Ja, einmal war ich angeschlagen und sollte für ein Spiel fit werden. Man sagte mir, es gebe einen ­Wunderheiler in den Bergen. Ich fuhr eineinhalb Stunden und liess mich von einem alten Mann durchkneten.

Hats geholfen?
Null. Auch das schätze ich an ­Stoke: Wir haben hier sieben Physios. ­Jeden Tag werden deine Hüfte, ­deine Beine, deine Füsse untersucht. Sehr professionell und fortschrittlich alles.

Verstehen Sie mit ein wenig ­Abstand, was Inter mit Ihnen wollte?
Damit beschäftige ich mich nicht mehr. Was vorbei ist, ist vorbei.

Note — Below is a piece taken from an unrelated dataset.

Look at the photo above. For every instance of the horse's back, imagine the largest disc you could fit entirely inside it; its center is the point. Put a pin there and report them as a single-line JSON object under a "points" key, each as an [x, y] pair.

Bayern, Inter, Stoke – das ist ein Abstieg.
Das habe ich jetzt auch schon ein paar Mal gehört oder gelesen. Für mich ist wichtig, dass eine Entwicklung da ist. Die sehe ich nun bei ­Stoke. Ich bin noch jung.

Xherdan Shaqiri kassiert nun in ­England 9,5 Millionen Franken ­brutto pro Jahr. Es ist der beste ­Vertrag, den ein Schweizer Sportler je unterzeichnet hat. Mit umgerechnet 18 Millionen Franken Ablöse ist er der Rekordeinkauf von Stoke City. Auch Klubs wie der Bundesligist Schalke 04 hatten sich um den Nati-Star bemüht.

Nicht alle verstanden Ihren Wechsel. Stefan ­Effenberg kritisierte Sie scharf. Er sagte: «Mein Gott, da verstehe ich den Spieler nicht, den Berater nicht, die Eltern und den Bruder nicht. Ich finde es schade und traurig. Nur weil die mit dem Geld wedeln? Da muss ich die Spieler auch mal fragen: Ist Geld denn für euch alles?»
Vielleicht war mein Schritt anfänglich nicht für alle nachvollziehbar. Das habe ich auch nicht ­erwartet. Ich habe in den letzten vier Monaten in ­allen Premier-League-­Matches gespielt, ausser den zwei Spielen, als ich angeschlagen war. Das zeigt mir, dass ich die richtige Entscheidung getroffen habe und auf dem richtigen Weg bin.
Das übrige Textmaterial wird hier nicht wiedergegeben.